A startup called Sparkify wants to analyze the data they've been collecting on songs and user activity on their new music streaming app. The analytics team is particularly interested in understanding what songs users are listening to. Currently, they don't have an easy way to query their data, which resides in a directory of JSON logs on user activity on the app, as well as a directory with JSON metadata on the songs in their app.
The first dataset is a subset of real data from the Million Song Dataset. Each file is in JSON format and contains metadata about a song and the artist of that song. The files are partitioned by the first three letters of each song's track ID. For example, here are filepaths to two files in this dataset.
song_data/A/B/C/TRABCEI128F424C983.json
song_data/A/A/B/TRAABJL12903CDCF1A.json
And below is an example of what a single song file, TRAABJL12903CDCF1A.json, looks like.
{
"num_songs": 1,
"artist_id": "ARJIE2Y1187B994AB7",
"artist_latitude": null,
"artist_longitude": null,
"artist_location": "",
"artist_name": "Line Renaud",
"song_id": "SOUPIRU12A6D4FA1E1",
"title": "Der Kleine Dompfaff",
"duration": 152.92036,
"year": 0
}
The second dataset consists of log files in JSON format generated by this event simulator based on the songs in the dataset above. These simulate activity logs from a music streaming app based on specified configurations.
The log files in the dataset you'll be working with are partitioned by year and month.

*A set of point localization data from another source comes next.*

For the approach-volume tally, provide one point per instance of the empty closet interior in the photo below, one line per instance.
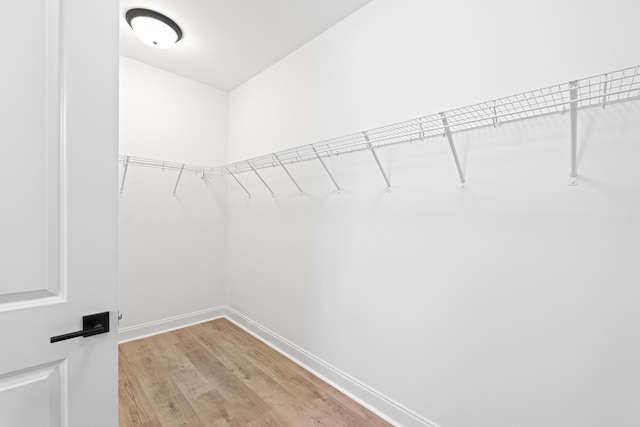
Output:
(434, 206)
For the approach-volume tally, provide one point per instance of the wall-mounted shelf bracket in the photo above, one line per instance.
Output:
(178, 181)
(263, 181)
(447, 132)
(124, 173)
(275, 156)
(573, 96)
(326, 168)
(375, 156)
(604, 91)
(238, 181)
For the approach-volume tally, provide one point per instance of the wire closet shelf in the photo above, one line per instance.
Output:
(595, 91)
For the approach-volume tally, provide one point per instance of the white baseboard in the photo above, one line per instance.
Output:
(144, 330)
(371, 399)
(368, 397)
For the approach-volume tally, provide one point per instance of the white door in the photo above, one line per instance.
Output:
(58, 211)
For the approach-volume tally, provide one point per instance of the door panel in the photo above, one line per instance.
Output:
(58, 216)
(31, 148)
(34, 397)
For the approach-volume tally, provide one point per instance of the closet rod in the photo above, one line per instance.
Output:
(613, 87)
(590, 92)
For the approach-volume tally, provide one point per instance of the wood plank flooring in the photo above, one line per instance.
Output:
(216, 374)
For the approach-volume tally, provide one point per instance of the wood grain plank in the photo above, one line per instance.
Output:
(216, 374)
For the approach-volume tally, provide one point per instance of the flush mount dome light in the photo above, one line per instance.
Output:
(153, 28)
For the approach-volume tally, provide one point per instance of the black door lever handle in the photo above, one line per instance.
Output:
(92, 324)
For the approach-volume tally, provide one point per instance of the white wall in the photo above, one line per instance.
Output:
(511, 303)
(172, 249)
(399, 59)
(168, 117)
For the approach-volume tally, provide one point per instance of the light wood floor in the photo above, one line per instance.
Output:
(215, 374)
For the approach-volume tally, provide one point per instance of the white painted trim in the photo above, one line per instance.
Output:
(144, 330)
(383, 406)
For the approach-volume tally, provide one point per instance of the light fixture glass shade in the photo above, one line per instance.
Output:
(153, 28)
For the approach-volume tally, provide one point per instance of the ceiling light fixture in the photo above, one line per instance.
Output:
(153, 28)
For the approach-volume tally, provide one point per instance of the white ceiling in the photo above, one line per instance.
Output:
(226, 42)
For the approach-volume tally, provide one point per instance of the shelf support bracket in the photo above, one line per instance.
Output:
(178, 181)
(573, 96)
(495, 115)
(263, 181)
(275, 156)
(238, 181)
(447, 132)
(375, 156)
(124, 173)
(326, 168)
(604, 92)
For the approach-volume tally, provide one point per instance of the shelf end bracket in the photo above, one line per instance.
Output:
(375, 156)
(326, 168)
(124, 173)
(275, 156)
(238, 181)
(573, 95)
(178, 181)
(260, 177)
(447, 132)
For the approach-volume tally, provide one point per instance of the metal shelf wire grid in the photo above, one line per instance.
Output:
(596, 91)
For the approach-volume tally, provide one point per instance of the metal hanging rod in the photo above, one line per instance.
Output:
(595, 91)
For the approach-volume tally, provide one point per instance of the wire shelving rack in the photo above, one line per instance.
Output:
(591, 92)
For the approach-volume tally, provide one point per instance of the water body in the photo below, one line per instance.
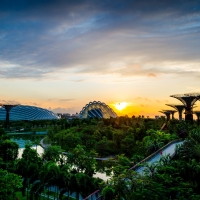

For example, here are filepaths to two files in this dataset.
log_data/2018/11/2018-11-12-events.json
log_data/2018/11/2018-11-13-events.json
And below is an example of what the data in a log file, 2018-11-12-events.json, looks like.
{"artist":null,"auth":"Logged In","firstName":"Walter","gender":"M","itemInSession":0,"lastName":"Frye","length":null,"level":"free","location":"San Francisco-Oakland-Hayward, CA","method":"GET","page":"Home","registration":1540919166796.0,"sessionId":38,"song":null,"status":200,"ts":1541105830796,"userAgent":"\"Mozilla\/5.0 (Macintosh; Intel Mac OS X 10_9_4) AppleWebKit\/537.36 (KHTML, like Gecko) Chrome\/36.0.1985.143 Safari\/537.36\"","userId":"39"}
{"artist":null,"auth":"Logged In","firstName":"Kaylee","gender":"F","itemInSession":0,"lastName":"Summers","length":null,"level":"free","location":"Phoenix-Mesa-Scottsdale, AZ","method":"GET","page":"Home","registration":1540344794796.0,"sessionId":139,"song":null,"status":200,"ts":1541106106796,"userAgent":"\"Mozilla\/5.0 (Windows NT 6.1; WOW64) AppleWebKit\/537.36 (KHTML, like Gecko) Chrome\/35.0.1916.153 Safari\/537.36\"","userId":"8"}
The team is particularly interested in what songs the users listen.
They want to answer questions like the following:
- What songs are users listening to?
- What is the behaviour of the user depending on the time of the year/week/day?
- What songs do paid vs free users listens to?
I created a star schema optimized for queries on song play analysis. This includes the following tables:
- songplays - records in log data associated with song plays i.e. records with page
NextSong
- users - users in the app
- songs - songs in music database
- artists - artists in music database
- time - timestamps of records in songplays broken down into specific units
The following Entity Relationship Diagram explains part of the implementation details of the schema explained before:
Inside src/etl.py
is the ETL pipeline used in this project.
Basically, in this step, we extract all the data of song and log json files one at a time.
Next, we create pandas DataFrames to temporarily store the data in memory and apply transformations and temporal columns to get ready to the next step.
Finally, we load the data to a Postgres database called sparkifydb. This database holds all the data using the star schema previously mentioned.